The Badge of the Ongoing War of Liberation Against the Germans and the Liberation War Badge were identical. In each case, the badge consists of a 37 mm wide silk ribbon, made up of the colors of the flag of Italy with an 8 mm wide green stripe on the left, an 8 mm red stripe on the right, and a 21 mm wide white stripe between them. In the center are five vertical stripes, each 1 mm wide, with the colors characteristic of the United Kingdom and the United States, arranged as three red stripes alternating with two blue ones.

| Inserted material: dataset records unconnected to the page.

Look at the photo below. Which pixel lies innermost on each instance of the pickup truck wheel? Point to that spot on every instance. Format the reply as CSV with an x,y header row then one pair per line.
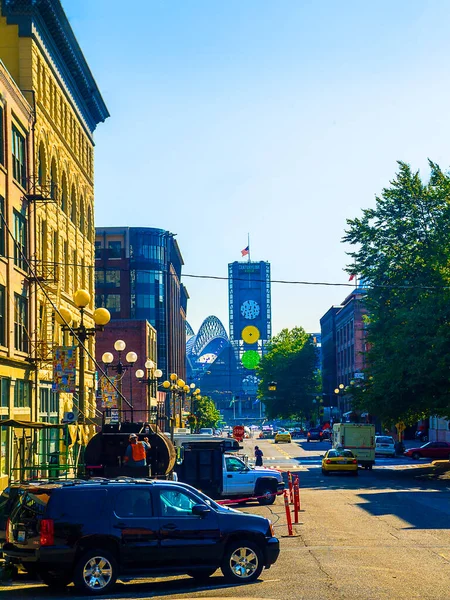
x,y
55,580
242,562
202,574
266,496
95,572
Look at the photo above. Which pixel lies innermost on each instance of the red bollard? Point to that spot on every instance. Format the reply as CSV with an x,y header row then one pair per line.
x,y
290,487
288,513
296,500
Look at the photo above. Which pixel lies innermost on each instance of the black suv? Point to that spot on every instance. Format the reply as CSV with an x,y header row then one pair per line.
x,y
93,532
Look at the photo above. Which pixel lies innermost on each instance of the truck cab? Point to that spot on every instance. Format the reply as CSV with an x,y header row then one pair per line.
x,y
210,467
357,437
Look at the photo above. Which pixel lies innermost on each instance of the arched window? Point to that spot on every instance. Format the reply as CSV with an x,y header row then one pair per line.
x,y
73,201
82,214
53,181
64,193
90,225
42,165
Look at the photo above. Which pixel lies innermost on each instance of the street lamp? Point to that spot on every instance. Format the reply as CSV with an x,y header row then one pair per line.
x,y
120,368
63,316
151,381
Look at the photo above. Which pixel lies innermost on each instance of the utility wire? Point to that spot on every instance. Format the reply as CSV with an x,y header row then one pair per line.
x,y
280,281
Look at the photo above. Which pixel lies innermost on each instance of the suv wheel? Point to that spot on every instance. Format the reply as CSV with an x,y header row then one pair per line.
x,y
242,562
55,580
95,572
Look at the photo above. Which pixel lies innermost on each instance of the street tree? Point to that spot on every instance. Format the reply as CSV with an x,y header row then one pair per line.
x,y
290,361
402,257
206,413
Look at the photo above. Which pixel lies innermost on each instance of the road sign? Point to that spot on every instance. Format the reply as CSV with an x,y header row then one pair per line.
x,y
238,432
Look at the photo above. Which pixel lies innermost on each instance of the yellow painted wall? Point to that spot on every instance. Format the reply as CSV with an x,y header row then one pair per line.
x,y
65,232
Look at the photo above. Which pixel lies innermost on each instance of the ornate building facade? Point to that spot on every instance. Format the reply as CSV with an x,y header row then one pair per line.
x,y
53,168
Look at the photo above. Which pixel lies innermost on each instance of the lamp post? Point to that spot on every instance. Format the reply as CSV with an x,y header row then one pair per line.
x,y
82,299
151,381
120,368
338,391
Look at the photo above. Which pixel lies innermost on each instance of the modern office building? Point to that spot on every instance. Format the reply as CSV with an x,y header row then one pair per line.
x,y
250,319
138,276
47,146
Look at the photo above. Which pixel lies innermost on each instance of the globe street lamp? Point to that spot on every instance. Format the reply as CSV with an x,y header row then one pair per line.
x,y
82,298
120,368
151,381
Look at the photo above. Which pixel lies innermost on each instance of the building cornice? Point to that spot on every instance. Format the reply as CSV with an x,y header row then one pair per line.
x,y
10,86
46,22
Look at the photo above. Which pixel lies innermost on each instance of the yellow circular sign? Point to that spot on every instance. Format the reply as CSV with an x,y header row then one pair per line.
x,y
250,334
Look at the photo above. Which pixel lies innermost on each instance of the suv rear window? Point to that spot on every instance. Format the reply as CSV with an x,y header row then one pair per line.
x,y
32,505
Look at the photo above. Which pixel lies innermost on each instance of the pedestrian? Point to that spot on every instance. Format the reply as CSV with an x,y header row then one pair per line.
x,y
258,455
136,452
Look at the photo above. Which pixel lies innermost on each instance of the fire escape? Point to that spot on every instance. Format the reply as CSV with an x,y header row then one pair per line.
x,y
45,274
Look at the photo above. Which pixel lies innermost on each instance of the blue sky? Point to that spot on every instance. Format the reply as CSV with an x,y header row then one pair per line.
x,y
280,118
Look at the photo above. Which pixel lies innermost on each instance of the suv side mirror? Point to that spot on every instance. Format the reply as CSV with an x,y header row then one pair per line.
x,y
200,510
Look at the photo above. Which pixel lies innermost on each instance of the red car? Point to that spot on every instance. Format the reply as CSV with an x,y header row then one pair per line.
x,y
430,450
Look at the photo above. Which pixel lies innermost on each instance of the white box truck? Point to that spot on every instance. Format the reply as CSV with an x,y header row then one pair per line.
x,y
357,437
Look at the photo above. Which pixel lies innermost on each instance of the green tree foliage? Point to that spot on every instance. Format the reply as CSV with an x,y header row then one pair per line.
x,y
206,413
290,362
403,255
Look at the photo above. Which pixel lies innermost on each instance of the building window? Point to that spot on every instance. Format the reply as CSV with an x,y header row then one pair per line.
x,y
2,316
18,156
5,384
22,396
112,278
2,226
20,323
114,249
3,447
2,136
48,402
112,302
20,238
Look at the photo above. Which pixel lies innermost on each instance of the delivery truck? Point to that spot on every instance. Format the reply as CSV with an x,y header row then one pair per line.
x,y
357,437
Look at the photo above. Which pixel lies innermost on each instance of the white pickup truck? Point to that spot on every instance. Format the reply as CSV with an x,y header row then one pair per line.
x,y
218,473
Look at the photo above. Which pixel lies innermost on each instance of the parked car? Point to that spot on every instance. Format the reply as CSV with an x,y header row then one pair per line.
x,y
384,444
315,433
206,431
339,460
91,533
283,436
430,450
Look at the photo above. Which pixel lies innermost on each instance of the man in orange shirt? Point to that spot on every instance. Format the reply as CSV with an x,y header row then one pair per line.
x,y
135,455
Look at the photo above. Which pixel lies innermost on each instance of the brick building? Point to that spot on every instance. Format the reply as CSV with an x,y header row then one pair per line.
x,y
140,337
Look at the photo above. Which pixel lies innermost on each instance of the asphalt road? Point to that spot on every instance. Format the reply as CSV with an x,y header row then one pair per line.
x,y
384,535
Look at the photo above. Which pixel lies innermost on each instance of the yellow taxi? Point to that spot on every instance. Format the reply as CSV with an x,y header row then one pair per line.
x,y
339,460
283,436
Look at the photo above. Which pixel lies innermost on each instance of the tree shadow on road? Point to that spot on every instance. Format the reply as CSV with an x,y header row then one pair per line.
x,y
137,589
423,510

Burnished stars are affixed to each badge to recognize years of service. A badge with no stars indicates less than a year of service, and each star, to a maximum for four, indicates a full year of service.

Ribbons
| Less than one year of campaign | One year of campaign | Two years of campaign | Three years of campaign | Four years of campaign |

===Commemorative Medal of the War of Liberation===
====Medal====
The obverse features the goddess Roma as carved on the Tomb of the Unknown Soldier in Rome. The reverse has a five-pointed star at its center, encircled around the perimeter in the form of an open crown by a laurel branch on left and an oak branch on the right, rather than the laurel wreath around the entire perimeter prescribed by the award's 1959 founding decree. The laurel branch and oak branch are tied with a ribbon at the bottom. At the top are the words "Guerra 1943–45" ("War 1943–45"), and at the bottom is the letter "Z."

====Ribbon====
The medal's ribbon is identical to the badges. In the same manner as on the badges, burnished stars indicate complete years of service.

====Clasps====
Clasps are attached to the silk ribbon from which the medal is suspended indicating the campaign years in which the wearer participated in the War of Liberation. One clasp is attached for each year, i.e., "1943," "1944," "1945," and "1946."

====Wear====
The medal is worn on the left side of the chest.